Faster diffusion of cations in mobile boundaries could have far-reaching consequences for the interpretation of conductivity anomalies in the crust and mantle (Wannamaker et al. 2002; Booker et al. 2004). These anomalies are normally, if controversially (Yardley and Valley 1997), interpreted to be zones of anomalous composition (hydrous fluid- or graphite-rich) or physical state (melt-bearing). However, recent experimental results show that electrical conductivity in fine grained olivine is controlled by grain boundary diffusion of cations, and that, provided σ GB >> σ GI and δ << d, the bulk conductivity of a material (σ b ) is given by:

$$ \sigma _{b} = \sigma _{{{\text{GI}}}} + \sigma _{{{\text{GB}}}} {\left[ {1 - (1 - 3\delta /d)^{{2/3}} } \right]} $$
(9)

where σ b is the bulk conductivity, σ GI the grain interior conductivity (set to 1 in Fig. 10), σ GB the grain boundary conductivity, δ the grain boundary width, and d the grain size (ten Grotenhuis et al. 2004). Note that Eq. 4 is an approximate version of Eq. 9. Figure 10 shows the extent of this effect for both stationary and mobile grain boundaries. The curve for stationary boundaries, constructed using δ = 1 nm and σ GB/σ GI = 105 in Eq. 9 (ten Grotenhuis, 2004, Fig. 6), shows that the bulk conductivity is only significantly enhanced for grain sizes <200 μm, and at a grain size of 1 μm bulk conductivity is enhanced by just over two orders of magnitude. The curve for mobile boundaries, constructed using δ = 1 nm and σ GB/σ GI = 1010 in Eq. 9 (i.e. assuming five orders of magnitude faster diffusion in moving boundaries than in static ones) shows that the bulk conductivity is significantly enhanced at all grain sizes, and is more than seven orders of magnitude higher than the within-grain conductivity at a grain size of 1 μm. Conductivity typically varies in the upper mantle by two to three orders of magnitude (Booker et al. 2004).
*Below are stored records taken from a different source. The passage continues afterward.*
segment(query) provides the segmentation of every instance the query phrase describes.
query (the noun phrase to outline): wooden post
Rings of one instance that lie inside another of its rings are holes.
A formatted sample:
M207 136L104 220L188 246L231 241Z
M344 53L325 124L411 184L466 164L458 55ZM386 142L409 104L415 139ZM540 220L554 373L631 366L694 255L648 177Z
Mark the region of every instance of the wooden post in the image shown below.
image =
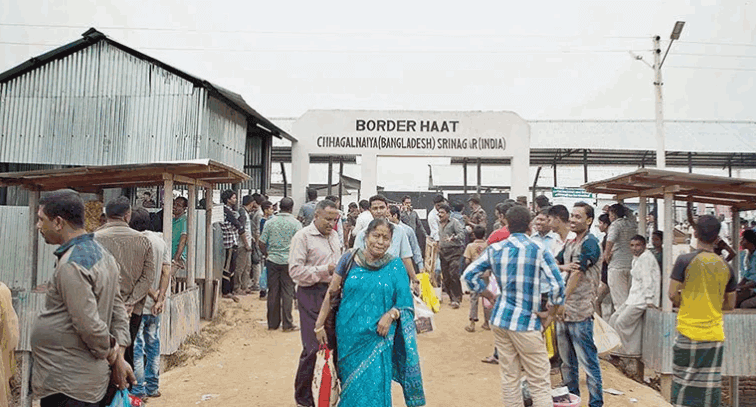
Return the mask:
M39 210L39 190L29 191L29 236L31 239L31 290L37 289L39 270L39 234L37 233L37 211Z
M738 250L740 248L740 211L736 208L731 208L732 212L732 227L730 228L730 240L732 241L732 244L730 245L733 250ZM735 272L736 276L740 275L740 256L735 256L734 259L730 262L730 265L732 266L732 270Z
M638 204L638 234L646 236L646 216L648 215L648 206L646 205L646 198L640 197L640 204ZM651 236L646 236L646 239L651 240Z
M36 234L35 234L36 237ZM25 306L29 306L30 304L26 304ZM20 401L21 401L21 407L31 407L32 406L32 399L34 398L31 394L31 388L29 384L31 383L31 372L32 372L32 364L34 363L34 359L32 359L31 352L23 351L21 352L21 395L20 395Z
M163 240L173 253L173 175L163 174Z
M187 205L187 217L186 217L186 247L188 248L186 254L186 288L194 287L194 277L197 270L197 186L188 185L189 190L189 204Z
M738 392L739 387L740 378L737 376L730 376L730 405L732 407L740 407L740 393Z
M672 301L669 299L667 292L669 292L669 275L672 272L674 266L674 259L672 258L672 248L674 247L674 225L672 219L672 206L674 205L674 194L672 192L664 191L664 259L662 268L662 283L664 289L661 292L662 310L664 312L672 312ZM669 399L667 399L669 400Z
M659 390L661 391L662 398L670 401L672 399L672 375L662 373L660 376Z
M284 196L286 189L284 187ZM204 315L213 317L213 185L205 187L205 298Z

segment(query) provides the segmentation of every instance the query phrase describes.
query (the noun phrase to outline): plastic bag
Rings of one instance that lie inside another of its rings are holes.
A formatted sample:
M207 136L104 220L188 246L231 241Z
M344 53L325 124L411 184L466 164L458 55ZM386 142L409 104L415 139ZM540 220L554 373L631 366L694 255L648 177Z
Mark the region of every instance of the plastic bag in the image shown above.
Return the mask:
M312 379L312 395L315 407L332 407L339 402L339 378L333 364L331 350L321 346L315 360L315 376Z
M415 301L415 330L417 333L433 331L433 311L425 304L420 297L413 295Z
M260 290L268 291L268 267L267 266L263 266L262 272L260 273Z
M131 400L129 399L128 390L118 390L113 397L113 401L108 404L108 407L131 407Z
M436 292L433 290L433 286L430 282L430 276L428 273L419 273L417 279L420 280L420 298L433 312L438 312L441 309L441 302L436 296Z
M596 344L599 356L604 356L622 346L622 340L617 331L595 312L593 313L593 342Z
M486 290L490 291L491 294L494 295L494 297L498 297L499 294L501 294L501 290L499 290L499 284L496 282L496 277L488 277L488 286L486 287ZM486 297L483 297L483 306L491 309L493 308L494 304L491 301L488 301Z

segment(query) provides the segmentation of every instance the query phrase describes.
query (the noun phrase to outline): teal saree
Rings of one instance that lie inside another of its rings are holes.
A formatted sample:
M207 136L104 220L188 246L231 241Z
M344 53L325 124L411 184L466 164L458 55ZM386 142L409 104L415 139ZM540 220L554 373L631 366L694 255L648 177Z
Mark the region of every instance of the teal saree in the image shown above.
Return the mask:
M400 317L382 337L378 321L391 308ZM392 379L402 386L407 406L425 405L414 314L401 259L377 269L357 262L349 271L336 316L340 407L390 407Z

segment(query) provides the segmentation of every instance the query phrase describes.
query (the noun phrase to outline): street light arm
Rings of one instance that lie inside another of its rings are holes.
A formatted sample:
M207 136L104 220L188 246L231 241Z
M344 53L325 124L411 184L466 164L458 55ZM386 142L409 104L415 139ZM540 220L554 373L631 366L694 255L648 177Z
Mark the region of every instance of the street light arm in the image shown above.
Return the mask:
M675 42L675 40L670 40L669 45L667 45L667 52L664 53L664 57L662 58L661 63L659 64L659 69L661 69L662 65L664 65L664 61L667 59L667 54L669 54L669 49L672 48L672 43Z

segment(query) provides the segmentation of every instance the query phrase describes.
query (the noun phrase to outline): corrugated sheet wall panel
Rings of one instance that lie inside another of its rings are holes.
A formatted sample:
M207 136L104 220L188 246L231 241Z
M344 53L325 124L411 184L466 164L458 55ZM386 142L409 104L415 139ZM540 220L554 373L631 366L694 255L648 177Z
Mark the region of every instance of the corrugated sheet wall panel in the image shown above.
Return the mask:
M756 376L756 313L724 314L725 346L722 375ZM672 347L677 335L677 314L656 309L646 311L643 325L643 363L659 373L672 373Z
M14 292L31 290L29 208L0 206L0 281Z
M0 162L211 158L242 169L246 119L220 100L207 103L208 97L205 89L101 41L0 84Z

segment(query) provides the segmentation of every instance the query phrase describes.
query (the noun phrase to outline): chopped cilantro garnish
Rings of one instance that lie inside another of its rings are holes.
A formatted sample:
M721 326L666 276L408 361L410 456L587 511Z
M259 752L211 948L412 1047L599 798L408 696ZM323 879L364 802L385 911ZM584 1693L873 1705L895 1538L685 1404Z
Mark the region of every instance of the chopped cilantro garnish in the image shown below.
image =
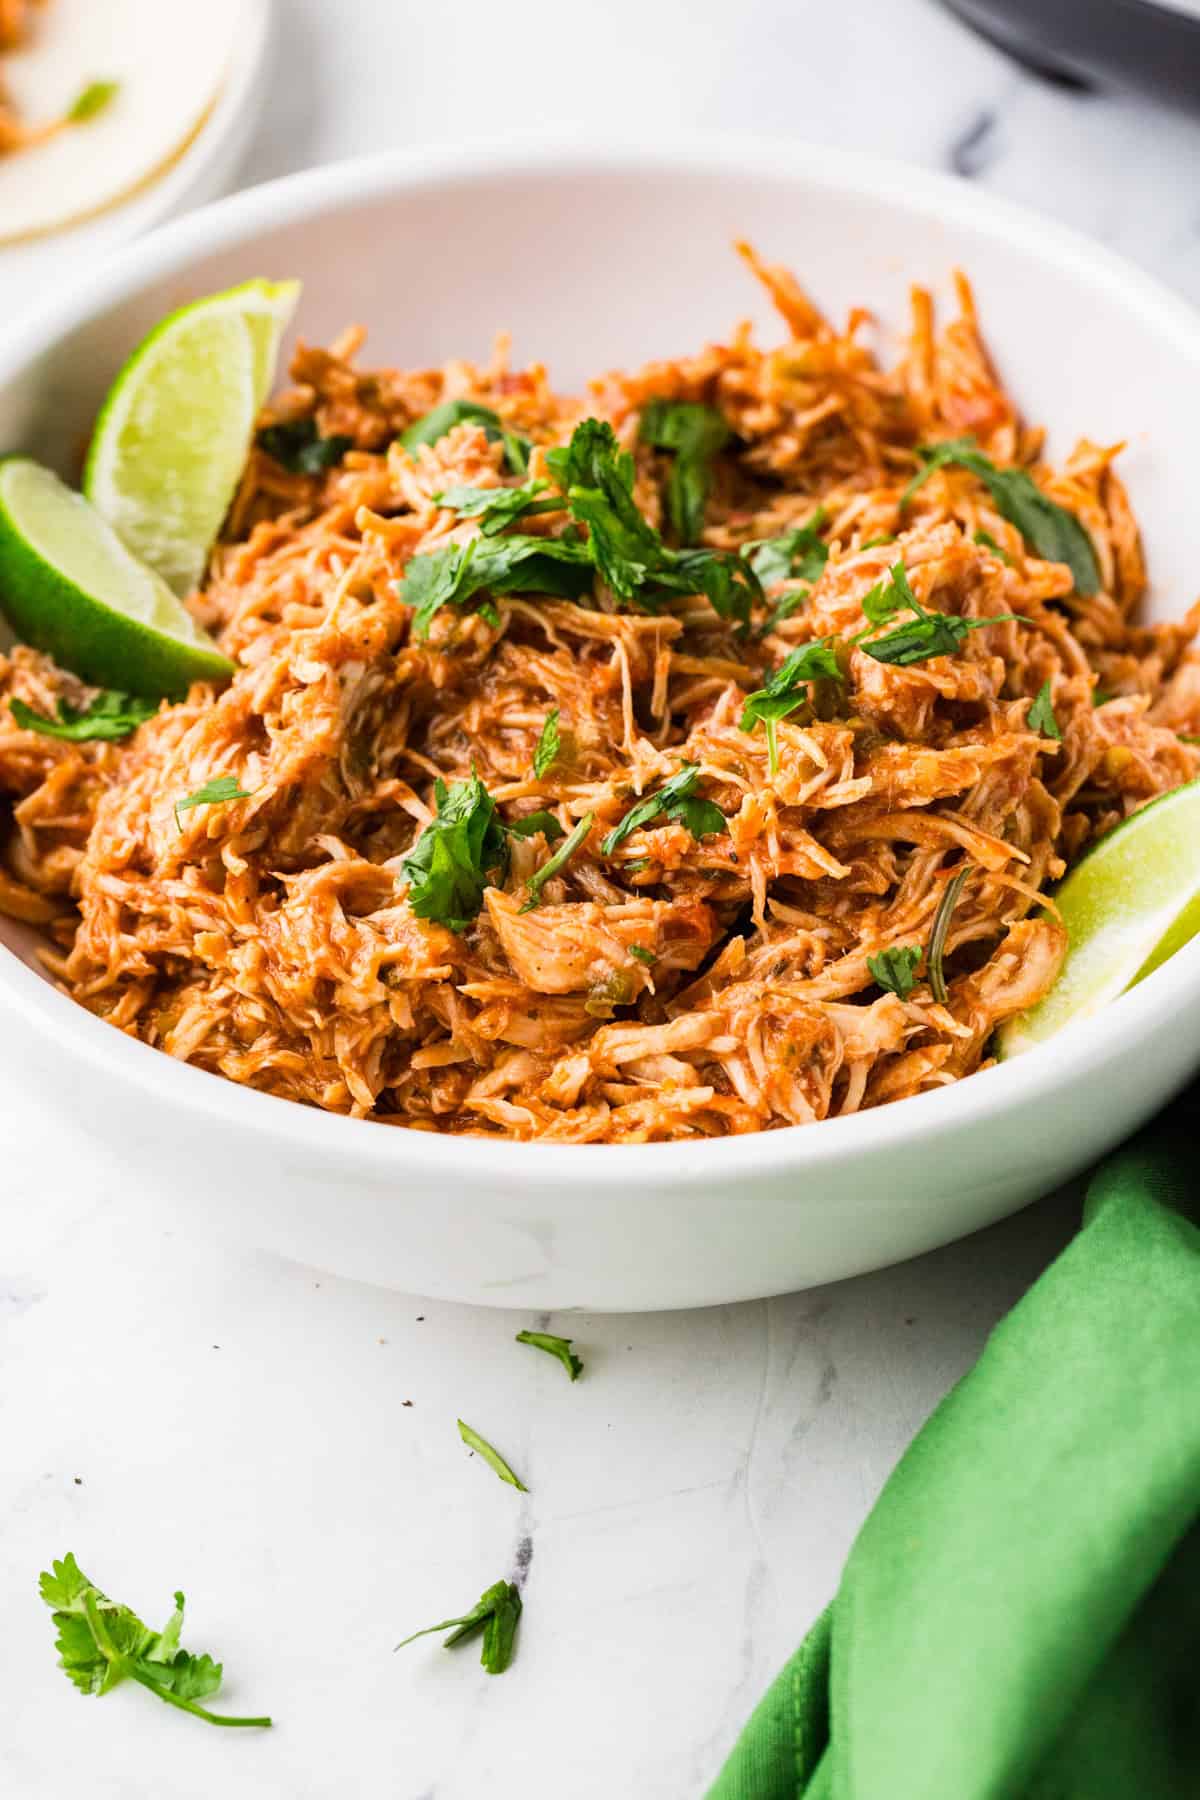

Our data suggest that conductivities could easily be enhanced by this amount in actively recrystallizing zones, leading to the intriguing possibility that zones of active deformation, metamorphic recrystallization, or replacive phase transitions in the crust and mantle might be detectable by electrical methods.

Fig. 10
figure 10

Relationship between bulk conductivity (σ b ) and grain size assuming a grain boundary width of 1 nm and a grain boundary conductivity (σ GB) 105 times greater than the grain interior permeability (σ GI set to 1). Curve for moving boundaries based on the same equation, with σ GB 105 times greater than the value assumed for static boundaries

Conclusions

Two important conclusions can be drawn from our study. Firstly, complex zoning patterns in metamorphic rocks could arise simply because of variations in mineral growth rate. This possibility needs to be borne in mind when interpreting zoning patterns in terms of PT change, fluid infiltration, or Rayleigh fractionation. For growth rate to be an important control on mineral zoning, the characteristic distance for grain boundary movement needs to be comparable to or greater than the characteristic distance for grain boundary diffusion. The key test would be within-zone gradients in composition which can be related to local sources of mobile components, similar to the 44Ca gradients seen in Fig. 2.

Secondly, grain boundary diffusion in our experiments was five orders of magnitude faster than the published value in static boundaries, and the most likely explanation is that the diffusivity in the boundaries was enhanced during migration. This result is not observed in many alloys and is almost certainly mineral specific, but it could have far-ranging consequences in petrology and geophysics. There is a clear case for further experiments both on calcite and on other mineral systems to test this possibility further and to develop the theoretical basis for the phenomenon.